Through her occasional talks with Tammie, she’d learned that poor Tim Fanning had died during a spring break from college when he fell from a boat while deep sea fishing with his family. And Dusty Carmichael was serving thirty to life for knifing a guy outside a bar in Chattanooga. Knowing how Dusty had been in high school, he’d probably been too drunk to remember it but had opened his smart mouth one too many times and gotten himself sent to the state prison in Nashville. The drunken part, ironically, might have saved him from death row.

Farrin’s mental roll call of her former classmates came to an abrupt halt when she realized she’d reached the podium and everyone who had made it to the reunion was watching her, waiting for her to say something interesting. Her stomach rolled when she spotted Brittany Stevens and Amber Jamison at a table to her right. She didn’t see Janie Carlisle, but two out of three was bad enough.

Why was she letting the sight of them bother her? She wasn’t sixteen anymore, and they weren’t worth the effort it took to wonder what was going through their pea brains.

Farrin placed her hands on the edges of the podium and began. “Graduation seems like it was yesterday, and yet it seems like it was eons ago.”

Despite her painfully knotted stomach, the indentations she was digging into her palms with her freshly manicured fingernails, and the sweat dampening her upper lip and beneath the lower edge of her bra, she somehow made it through the speech. All the time leading up to the trip back to Oak Valley and to this night, this speech, had been worse than torture. She’d much rather have been forced to live on bread and water in one-hundred-and-fifteen-degree heat than have come back here.

But it hadn’t been as bad as she’d feared. Once all the waiting was over and she began, the speech she’d practiced over and over on her flight and subsequent drive went smoothly. The audience laughed at the right places, nodded at the appropriate points and even gave her a standing ovation at the end. She stood there dumbfounded, wondering who the people facing her were and what they’d done with the classmates with whom she’d walked through this gym to the strands of “Pomp and Circumstance” fifteen years before.

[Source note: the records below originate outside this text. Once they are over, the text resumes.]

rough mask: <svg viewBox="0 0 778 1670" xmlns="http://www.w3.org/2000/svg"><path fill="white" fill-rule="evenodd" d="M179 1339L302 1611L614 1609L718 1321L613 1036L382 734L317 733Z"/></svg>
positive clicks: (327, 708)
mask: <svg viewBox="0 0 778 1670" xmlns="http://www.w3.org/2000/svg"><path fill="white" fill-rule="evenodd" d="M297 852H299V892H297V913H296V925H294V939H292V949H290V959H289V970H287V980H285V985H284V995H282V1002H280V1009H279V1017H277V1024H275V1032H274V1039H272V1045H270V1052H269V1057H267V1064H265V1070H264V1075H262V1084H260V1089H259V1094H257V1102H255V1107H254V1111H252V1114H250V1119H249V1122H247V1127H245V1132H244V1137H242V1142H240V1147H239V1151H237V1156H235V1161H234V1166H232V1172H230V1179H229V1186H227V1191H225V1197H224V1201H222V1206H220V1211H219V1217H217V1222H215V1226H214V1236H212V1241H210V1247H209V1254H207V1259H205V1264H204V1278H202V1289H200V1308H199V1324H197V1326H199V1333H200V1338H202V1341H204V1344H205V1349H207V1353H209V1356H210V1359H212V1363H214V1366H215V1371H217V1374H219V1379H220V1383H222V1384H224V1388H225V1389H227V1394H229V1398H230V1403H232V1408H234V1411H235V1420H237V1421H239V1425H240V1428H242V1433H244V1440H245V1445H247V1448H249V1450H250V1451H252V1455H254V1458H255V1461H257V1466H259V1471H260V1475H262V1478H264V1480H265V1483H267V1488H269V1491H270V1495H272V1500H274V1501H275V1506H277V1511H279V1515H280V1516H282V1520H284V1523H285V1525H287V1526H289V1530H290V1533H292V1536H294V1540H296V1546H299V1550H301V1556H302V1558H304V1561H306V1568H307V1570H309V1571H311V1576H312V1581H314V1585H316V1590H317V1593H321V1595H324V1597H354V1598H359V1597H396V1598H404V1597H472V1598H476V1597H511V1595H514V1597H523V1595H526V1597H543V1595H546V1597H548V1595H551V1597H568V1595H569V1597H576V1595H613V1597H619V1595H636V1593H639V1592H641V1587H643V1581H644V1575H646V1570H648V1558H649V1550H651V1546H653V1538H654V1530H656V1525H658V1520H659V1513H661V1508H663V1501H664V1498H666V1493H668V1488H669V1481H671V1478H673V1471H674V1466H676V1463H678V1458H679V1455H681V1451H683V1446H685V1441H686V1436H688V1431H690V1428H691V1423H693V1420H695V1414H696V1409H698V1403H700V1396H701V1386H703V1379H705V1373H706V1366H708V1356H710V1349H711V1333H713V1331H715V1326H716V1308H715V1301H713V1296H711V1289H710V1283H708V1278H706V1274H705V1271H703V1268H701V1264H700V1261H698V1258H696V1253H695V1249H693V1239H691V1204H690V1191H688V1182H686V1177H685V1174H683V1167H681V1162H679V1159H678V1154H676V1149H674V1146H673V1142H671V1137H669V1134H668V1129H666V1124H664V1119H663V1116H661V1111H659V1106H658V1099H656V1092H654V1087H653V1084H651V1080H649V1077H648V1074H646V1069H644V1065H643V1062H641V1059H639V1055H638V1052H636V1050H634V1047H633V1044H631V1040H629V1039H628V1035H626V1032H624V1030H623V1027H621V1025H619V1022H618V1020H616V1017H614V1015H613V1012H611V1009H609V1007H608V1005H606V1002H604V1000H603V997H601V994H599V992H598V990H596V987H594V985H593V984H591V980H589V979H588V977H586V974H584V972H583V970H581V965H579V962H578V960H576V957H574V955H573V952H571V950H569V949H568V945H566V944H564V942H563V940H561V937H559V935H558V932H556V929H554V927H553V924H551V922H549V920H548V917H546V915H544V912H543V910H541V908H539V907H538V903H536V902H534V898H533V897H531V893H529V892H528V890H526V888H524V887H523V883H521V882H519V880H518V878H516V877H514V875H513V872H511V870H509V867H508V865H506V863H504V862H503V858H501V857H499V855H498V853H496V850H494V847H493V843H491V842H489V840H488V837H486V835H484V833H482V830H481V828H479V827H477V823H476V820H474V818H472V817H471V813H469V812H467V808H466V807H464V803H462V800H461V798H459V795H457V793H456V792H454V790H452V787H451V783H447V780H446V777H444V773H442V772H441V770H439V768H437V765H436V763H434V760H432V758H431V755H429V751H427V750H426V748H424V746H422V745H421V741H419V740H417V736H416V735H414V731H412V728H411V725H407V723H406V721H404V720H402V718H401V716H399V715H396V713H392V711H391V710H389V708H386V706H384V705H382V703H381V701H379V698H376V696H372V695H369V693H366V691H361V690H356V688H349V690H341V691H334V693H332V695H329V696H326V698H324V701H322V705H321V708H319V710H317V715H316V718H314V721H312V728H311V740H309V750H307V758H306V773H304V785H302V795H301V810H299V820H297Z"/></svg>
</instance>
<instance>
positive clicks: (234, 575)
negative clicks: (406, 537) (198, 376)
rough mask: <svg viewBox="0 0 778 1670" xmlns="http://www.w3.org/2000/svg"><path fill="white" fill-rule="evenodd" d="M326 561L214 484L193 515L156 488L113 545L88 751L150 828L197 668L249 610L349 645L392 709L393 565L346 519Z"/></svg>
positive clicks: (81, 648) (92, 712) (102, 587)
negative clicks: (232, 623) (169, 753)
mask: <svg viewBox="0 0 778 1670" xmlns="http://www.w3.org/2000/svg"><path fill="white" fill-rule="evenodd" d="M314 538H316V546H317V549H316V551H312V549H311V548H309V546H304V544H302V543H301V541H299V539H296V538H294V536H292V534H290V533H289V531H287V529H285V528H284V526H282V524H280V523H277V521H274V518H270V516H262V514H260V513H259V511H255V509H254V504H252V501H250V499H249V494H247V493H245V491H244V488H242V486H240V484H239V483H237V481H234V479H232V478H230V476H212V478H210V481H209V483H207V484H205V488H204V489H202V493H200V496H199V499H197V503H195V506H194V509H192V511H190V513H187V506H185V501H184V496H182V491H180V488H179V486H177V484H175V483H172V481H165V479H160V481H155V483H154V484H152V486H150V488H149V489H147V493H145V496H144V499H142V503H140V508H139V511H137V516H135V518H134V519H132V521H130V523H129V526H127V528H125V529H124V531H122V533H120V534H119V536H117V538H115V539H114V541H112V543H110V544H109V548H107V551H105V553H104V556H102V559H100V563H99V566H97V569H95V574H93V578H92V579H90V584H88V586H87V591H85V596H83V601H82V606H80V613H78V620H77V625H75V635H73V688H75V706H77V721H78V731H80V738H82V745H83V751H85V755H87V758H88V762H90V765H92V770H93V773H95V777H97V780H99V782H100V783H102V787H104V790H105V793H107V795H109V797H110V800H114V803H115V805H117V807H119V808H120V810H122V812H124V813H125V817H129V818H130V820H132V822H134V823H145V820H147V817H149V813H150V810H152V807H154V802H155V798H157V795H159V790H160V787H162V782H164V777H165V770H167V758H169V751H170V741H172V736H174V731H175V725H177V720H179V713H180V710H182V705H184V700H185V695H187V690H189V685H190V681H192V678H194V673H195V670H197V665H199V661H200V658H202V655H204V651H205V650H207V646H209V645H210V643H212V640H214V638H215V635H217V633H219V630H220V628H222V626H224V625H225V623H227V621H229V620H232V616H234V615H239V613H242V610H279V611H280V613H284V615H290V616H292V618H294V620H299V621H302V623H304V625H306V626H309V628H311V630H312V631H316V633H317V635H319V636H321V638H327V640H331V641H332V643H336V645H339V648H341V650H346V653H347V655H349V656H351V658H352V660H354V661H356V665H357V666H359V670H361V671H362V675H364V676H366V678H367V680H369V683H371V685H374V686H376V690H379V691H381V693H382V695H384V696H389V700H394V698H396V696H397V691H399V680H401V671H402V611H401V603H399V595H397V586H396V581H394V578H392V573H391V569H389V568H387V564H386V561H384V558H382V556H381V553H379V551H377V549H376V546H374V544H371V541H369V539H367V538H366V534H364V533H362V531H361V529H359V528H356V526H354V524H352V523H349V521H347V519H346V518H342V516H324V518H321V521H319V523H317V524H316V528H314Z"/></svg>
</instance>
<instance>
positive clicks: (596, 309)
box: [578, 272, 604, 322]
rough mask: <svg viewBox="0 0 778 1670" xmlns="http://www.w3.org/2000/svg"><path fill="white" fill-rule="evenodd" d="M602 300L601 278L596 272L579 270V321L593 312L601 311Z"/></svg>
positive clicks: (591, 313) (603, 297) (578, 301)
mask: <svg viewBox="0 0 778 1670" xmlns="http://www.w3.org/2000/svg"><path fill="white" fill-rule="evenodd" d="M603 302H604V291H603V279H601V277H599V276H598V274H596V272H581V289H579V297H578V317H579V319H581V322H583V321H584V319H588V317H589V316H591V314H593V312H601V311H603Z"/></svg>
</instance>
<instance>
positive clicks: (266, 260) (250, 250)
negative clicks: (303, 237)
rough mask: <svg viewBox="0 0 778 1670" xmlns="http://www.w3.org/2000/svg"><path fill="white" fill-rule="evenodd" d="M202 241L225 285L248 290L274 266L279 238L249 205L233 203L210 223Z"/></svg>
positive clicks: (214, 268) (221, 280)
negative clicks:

The trip back to the front table didn’t require the passage through molasses, though Farrin dropped into her chair with such a sense of relief she was afraid she might melt right into a puddle on the floor. She stared down at that waxed surface and wondered how they’d gotten the gym on a Friday night in October. The basketball team must be playing an away game, which she guessed could account for more of the classmate absences. After all, this was the same class that had canceled its five-year reunion for lack of interest because it had been scheduled the night before the opening of deer season.